Chroniques

par laurent bergnach

Nikolaï Rimski-Korsakov
Садко | Sadko

2 DVD Bel Air Classiques (2021)
BAC 188
Timour Zangiev joue "Sadko" (1898), un opéra signé Rimski-Korsakov

Collectée auprès de bardes paysans aux XIXe et XXe siècles, la byline est un chant épique de nature orale qui célèbre un héros réel ou légendaire. On recense plus de deux mille de ces textes chantés qui offrent des dizaines de sujets différents et s’organisent en deux cycles à l’origine incertaine – noblesse guerrière médiévale ? Pèlerins ? Saltimbanques ? Celui de Kiev honore le prince Vladimir qui régna à la fin du Xe siècle, sans qu’il soit historiquement lié à tous les événements racontés. Ses chevauchées viriles à travers la vaste plaine de la Russie du Nord s’opposent aux voyages en bateau du cycle de Novgorod. Sadko en est le héros, joueur de gousli qui va concurrencer la richesse des marchands grâce aux interventions de divinités aquatiques.

« Vers le printemps 1895 je commençais à avoir prête une assez grande quantité de matériau musical pour Sadko ; le livret était presque achevé et même entièrement élaboré par endroits. Dans ce but j’avais pris connaissance d’un grand nombre de bylines, de chants, etc. que j’utilisai comme base » (in Nikolaï Rimski-Korsakov, Chronique de ma vie musicale, Fayard, 2008). Le compositeur, qui venait d’achever La nuit de Noël (1895), commence ainsi le récit d’une genèse contrariée par la fatigue, voire le dégoût, avec notamment l’écriture du livret sous l’œil bienveillant d’un érudit en littérature russe, Vladimir Bielski, puis la création in extremis du personnage de l’épouse, liée à « une sorte de nostalgie pour la tonalité de fa mineur ». L’ouvrage en sept tableaux voit le jour au Théâtre Solodovnikov, le 7 juillet 1898.

Filmée au Théâtre Bolchoï en janvier 2020 – soit une éternité, vue la perte de repères occasionnée en France par divers confinements et couvre-feu –, cette production permet à Dmitri Tcherniakov de revenir à la musique de Rimski-Korsakov [lire nos critiques des DVD La fiancée du tsar, La fille de neige et La légende de la ville invisible de Kitège]. Par le biais d’un parc à thème, un quidam joue Sadko sans aucun déguisement, contrairement aux acteurs qui l’entourent, tous plongés dans l’ancien temps – costumes d’Elena Zaitseva.
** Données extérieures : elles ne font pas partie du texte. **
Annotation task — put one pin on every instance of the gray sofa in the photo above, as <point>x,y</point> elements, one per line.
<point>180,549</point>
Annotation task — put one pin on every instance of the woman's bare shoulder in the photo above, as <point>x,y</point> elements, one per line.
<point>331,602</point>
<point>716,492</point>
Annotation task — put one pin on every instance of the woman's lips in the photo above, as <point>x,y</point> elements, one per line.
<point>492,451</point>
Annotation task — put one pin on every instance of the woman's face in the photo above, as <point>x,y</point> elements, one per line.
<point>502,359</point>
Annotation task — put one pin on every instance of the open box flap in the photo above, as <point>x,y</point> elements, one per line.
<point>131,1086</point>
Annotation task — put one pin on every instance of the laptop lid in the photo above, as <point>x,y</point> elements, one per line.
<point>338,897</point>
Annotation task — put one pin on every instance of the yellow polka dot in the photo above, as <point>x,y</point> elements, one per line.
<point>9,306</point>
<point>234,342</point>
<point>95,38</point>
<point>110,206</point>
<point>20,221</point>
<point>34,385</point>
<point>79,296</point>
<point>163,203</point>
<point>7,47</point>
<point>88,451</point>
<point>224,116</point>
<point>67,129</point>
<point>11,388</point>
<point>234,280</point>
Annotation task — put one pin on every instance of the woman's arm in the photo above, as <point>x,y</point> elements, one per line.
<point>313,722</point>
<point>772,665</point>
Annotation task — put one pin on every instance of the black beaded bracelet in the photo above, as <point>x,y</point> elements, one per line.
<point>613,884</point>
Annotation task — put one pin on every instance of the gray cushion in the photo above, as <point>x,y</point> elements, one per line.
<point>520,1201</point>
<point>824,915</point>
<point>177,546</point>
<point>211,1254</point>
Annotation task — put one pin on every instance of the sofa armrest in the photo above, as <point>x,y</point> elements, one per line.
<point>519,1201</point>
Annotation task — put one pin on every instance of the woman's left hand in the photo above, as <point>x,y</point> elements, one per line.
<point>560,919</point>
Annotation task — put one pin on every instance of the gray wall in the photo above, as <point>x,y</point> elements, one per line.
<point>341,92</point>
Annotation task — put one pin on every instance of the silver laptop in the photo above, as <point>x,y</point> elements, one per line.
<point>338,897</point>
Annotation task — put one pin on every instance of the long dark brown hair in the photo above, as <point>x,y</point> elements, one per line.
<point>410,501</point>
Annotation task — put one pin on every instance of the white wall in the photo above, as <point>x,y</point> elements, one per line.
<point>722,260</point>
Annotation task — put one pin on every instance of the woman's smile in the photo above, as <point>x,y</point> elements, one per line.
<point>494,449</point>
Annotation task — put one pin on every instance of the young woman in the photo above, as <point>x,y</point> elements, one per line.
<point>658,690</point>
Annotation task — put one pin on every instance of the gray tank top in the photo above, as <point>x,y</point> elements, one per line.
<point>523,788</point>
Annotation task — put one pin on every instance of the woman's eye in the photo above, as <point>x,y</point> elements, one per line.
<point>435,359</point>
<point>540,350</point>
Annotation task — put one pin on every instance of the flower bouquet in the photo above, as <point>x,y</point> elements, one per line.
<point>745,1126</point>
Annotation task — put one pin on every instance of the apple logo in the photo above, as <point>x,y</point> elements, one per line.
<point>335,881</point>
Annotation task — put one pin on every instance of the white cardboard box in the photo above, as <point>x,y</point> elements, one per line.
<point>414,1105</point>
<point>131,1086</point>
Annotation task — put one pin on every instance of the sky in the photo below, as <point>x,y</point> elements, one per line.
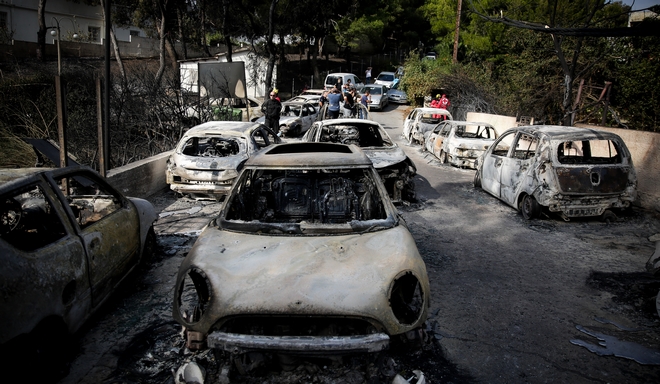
<point>641,4</point>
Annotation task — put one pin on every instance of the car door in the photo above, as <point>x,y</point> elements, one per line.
<point>491,170</point>
<point>407,123</point>
<point>516,165</point>
<point>443,133</point>
<point>109,227</point>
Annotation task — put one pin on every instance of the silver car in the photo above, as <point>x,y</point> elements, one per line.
<point>209,156</point>
<point>574,172</point>
<point>378,94</point>
<point>459,143</point>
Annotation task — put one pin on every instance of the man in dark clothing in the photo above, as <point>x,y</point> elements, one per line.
<point>271,109</point>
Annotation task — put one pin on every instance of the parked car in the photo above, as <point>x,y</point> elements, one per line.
<point>360,112</point>
<point>67,241</point>
<point>208,157</point>
<point>331,80</point>
<point>459,143</point>
<point>224,109</point>
<point>308,255</point>
<point>394,167</point>
<point>379,99</point>
<point>296,117</point>
<point>574,172</point>
<point>396,95</point>
<point>422,120</point>
<point>385,78</point>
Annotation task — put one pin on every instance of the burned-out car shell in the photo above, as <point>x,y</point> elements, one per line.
<point>395,168</point>
<point>209,156</point>
<point>307,255</point>
<point>575,172</point>
<point>421,120</point>
<point>67,240</point>
<point>459,143</point>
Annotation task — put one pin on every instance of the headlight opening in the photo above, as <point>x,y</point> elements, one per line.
<point>407,298</point>
<point>194,295</point>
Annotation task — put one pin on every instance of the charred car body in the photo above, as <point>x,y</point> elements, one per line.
<point>296,117</point>
<point>422,120</point>
<point>209,156</point>
<point>394,167</point>
<point>459,143</point>
<point>67,240</point>
<point>308,255</point>
<point>574,172</point>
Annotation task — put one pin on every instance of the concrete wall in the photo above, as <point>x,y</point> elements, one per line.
<point>645,150</point>
<point>141,178</point>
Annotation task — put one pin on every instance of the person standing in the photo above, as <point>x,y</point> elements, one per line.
<point>444,103</point>
<point>365,100</point>
<point>333,103</point>
<point>271,109</point>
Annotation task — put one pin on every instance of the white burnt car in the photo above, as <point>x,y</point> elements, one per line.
<point>308,255</point>
<point>394,167</point>
<point>296,117</point>
<point>422,120</point>
<point>67,240</point>
<point>459,143</point>
<point>574,172</point>
<point>209,156</point>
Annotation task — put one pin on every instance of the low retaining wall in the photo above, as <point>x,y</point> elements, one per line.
<point>142,178</point>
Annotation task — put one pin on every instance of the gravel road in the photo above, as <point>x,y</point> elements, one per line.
<point>513,301</point>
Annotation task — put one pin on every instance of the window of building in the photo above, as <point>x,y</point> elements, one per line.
<point>94,34</point>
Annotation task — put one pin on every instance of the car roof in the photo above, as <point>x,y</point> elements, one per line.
<point>218,127</point>
<point>559,132</point>
<point>309,155</point>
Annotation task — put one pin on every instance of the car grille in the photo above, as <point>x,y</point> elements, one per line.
<point>299,326</point>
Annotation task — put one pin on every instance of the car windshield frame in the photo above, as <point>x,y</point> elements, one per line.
<point>312,205</point>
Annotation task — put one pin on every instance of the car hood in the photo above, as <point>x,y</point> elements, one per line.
<point>197,163</point>
<point>343,275</point>
<point>477,144</point>
<point>383,157</point>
Pour amplifier cette mise en abyme temporelle, cette approche distanciée, Tcherniakov intègre des éléments de décors peints jadis par Apollinaire Vasnetsov (1901), Constantin Korovine (1906), Vladimir Egorov (1912), Ivan Bilibine (1914), Nicolas Roerich (1920) et Fedor Fedorovski (1949). Mais on le sent peut inspiré par le sujet qu’il traite souvent avec un kitsch effarant (le ballet sous-marin), épuisant le public par des gesticulations qui n’empêchent pas l’ennui. À sa décharge, la fosse n’est pas plus passionnante : avare de finesses, Timour Zangiev offre une lecture brouillonne et empesée qui ne répond pas aux chatoiements attendus.
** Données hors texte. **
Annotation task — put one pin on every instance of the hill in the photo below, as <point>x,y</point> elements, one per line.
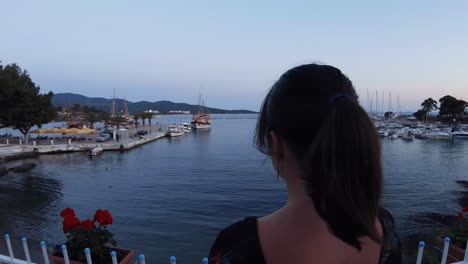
<point>67,99</point>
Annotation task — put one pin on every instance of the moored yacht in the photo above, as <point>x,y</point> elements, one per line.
<point>174,131</point>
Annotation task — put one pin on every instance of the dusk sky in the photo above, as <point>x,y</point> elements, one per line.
<point>235,50</point>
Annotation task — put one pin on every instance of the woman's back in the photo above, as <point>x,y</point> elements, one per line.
<point>262,241</point>
<point>325,147</point>
<point>289,239</point>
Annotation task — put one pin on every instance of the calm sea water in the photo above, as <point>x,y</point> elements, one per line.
<point>172,196</point>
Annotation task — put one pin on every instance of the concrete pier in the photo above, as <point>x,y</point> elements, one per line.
<point>113,145</point>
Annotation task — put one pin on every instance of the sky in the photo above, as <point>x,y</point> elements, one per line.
<point>233,51</point>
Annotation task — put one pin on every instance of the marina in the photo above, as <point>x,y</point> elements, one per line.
<point>181,184</point>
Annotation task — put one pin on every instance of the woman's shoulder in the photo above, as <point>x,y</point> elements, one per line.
<point>237,243</point>
<point>391,248</point>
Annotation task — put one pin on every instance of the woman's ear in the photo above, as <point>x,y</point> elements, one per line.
<point>277,147</point>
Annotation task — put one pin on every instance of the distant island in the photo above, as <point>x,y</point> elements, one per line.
<point>164,107</point>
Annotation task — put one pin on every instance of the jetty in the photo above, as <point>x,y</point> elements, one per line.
<point>17,148</point>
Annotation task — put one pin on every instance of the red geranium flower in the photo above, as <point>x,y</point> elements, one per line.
<point>87,224</point>
<point>103,217</point>
<point>70,222</point>
<point>67,212</point>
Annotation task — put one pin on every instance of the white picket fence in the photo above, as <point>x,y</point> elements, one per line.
<point>10,259</point>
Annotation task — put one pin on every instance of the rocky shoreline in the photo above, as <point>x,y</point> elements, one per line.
<point>434,223</point>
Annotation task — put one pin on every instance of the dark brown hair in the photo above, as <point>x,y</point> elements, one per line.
<point>315,110</point>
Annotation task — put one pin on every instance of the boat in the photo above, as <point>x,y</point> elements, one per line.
<point>420,136</point>
<point>460,134</point>
<point>201,120</point>
<point>95,151</point>
<point>436,134</point>
<point>186,127</point>
<point>383,133</point>
<point>407,136</point>
<point>175,131</point>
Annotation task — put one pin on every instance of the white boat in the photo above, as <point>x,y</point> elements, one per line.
<point>383,133</point>
<point>95,151</point>
<point>460,134</point>
<point>408,136</point>
<point>174,131</point>
<point>201,120</point>
<point>437,134</point>
<point>186,127</point>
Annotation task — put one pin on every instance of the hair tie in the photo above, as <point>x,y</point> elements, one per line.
<point>334,98</point>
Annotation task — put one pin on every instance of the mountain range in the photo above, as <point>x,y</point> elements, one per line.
<point>103,104</point>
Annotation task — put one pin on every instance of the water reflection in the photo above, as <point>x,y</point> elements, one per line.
<point>27,201</point>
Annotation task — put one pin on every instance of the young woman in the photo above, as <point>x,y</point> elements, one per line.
<point>325,147</point>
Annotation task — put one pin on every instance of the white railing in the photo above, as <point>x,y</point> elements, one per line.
<point>10,259</point>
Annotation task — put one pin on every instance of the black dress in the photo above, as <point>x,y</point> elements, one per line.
<point>239,243</point>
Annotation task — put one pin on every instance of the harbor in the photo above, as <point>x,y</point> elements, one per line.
<point>181,184</point>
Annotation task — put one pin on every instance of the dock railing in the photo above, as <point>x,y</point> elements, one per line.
<point>10,258</point>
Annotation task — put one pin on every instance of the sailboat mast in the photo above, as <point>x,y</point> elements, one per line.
<point>390,104</point>
<point>376,102</point>
<point>383,102</point>
<point>113,110</point>
<point>367,100</point>
<point>398,105</point>
<point>125,108</point>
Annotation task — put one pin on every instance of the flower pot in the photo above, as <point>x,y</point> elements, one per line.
<point>455,253</point>
<point>129,254</point>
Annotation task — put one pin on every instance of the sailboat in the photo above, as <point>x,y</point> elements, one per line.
<point>201,120</point>
<point>127,119</point>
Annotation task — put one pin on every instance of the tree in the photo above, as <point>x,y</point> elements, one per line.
<point>428,105</point>
<point>450,106</point>
<point>26,106</point>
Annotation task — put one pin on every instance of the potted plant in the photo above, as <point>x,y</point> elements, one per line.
<point>458,235</point>
<point>92,234</point>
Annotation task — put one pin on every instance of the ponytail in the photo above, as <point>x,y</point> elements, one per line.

Pour nous consoler de la déception d’une féérie ratée, il reste une distribution impeccable. Nazhmiddin Mavlyanov, solide rôle-titre, rencontre successivement Iouri Minenko (Nezhata), contre-ténor nuancé d’un grand souffle, le duo irréprochable formé par Mikhaïl Petrenko (Whistle) et Maxim Paster (Fife), puis le trio de marchands : Dmitri Ulyanov, ample Varège – nom donné aux Vikings de Suède par les Slaves orientaux –, Alexeï Nekloudov, Indien clair, et Andreï Zhilikhovsky, Vénitien vaillant, très timbré. Stanislav Trofimov incarne un Roi des mers fort expressif. Leurs consœurs ne déméritent pas, et l’on goûte avec grand plaisir le chant facile et limpide d’Aida Garifullina, celui bien mené d’Ekaterina Semenchuk, au phrasé si généreux.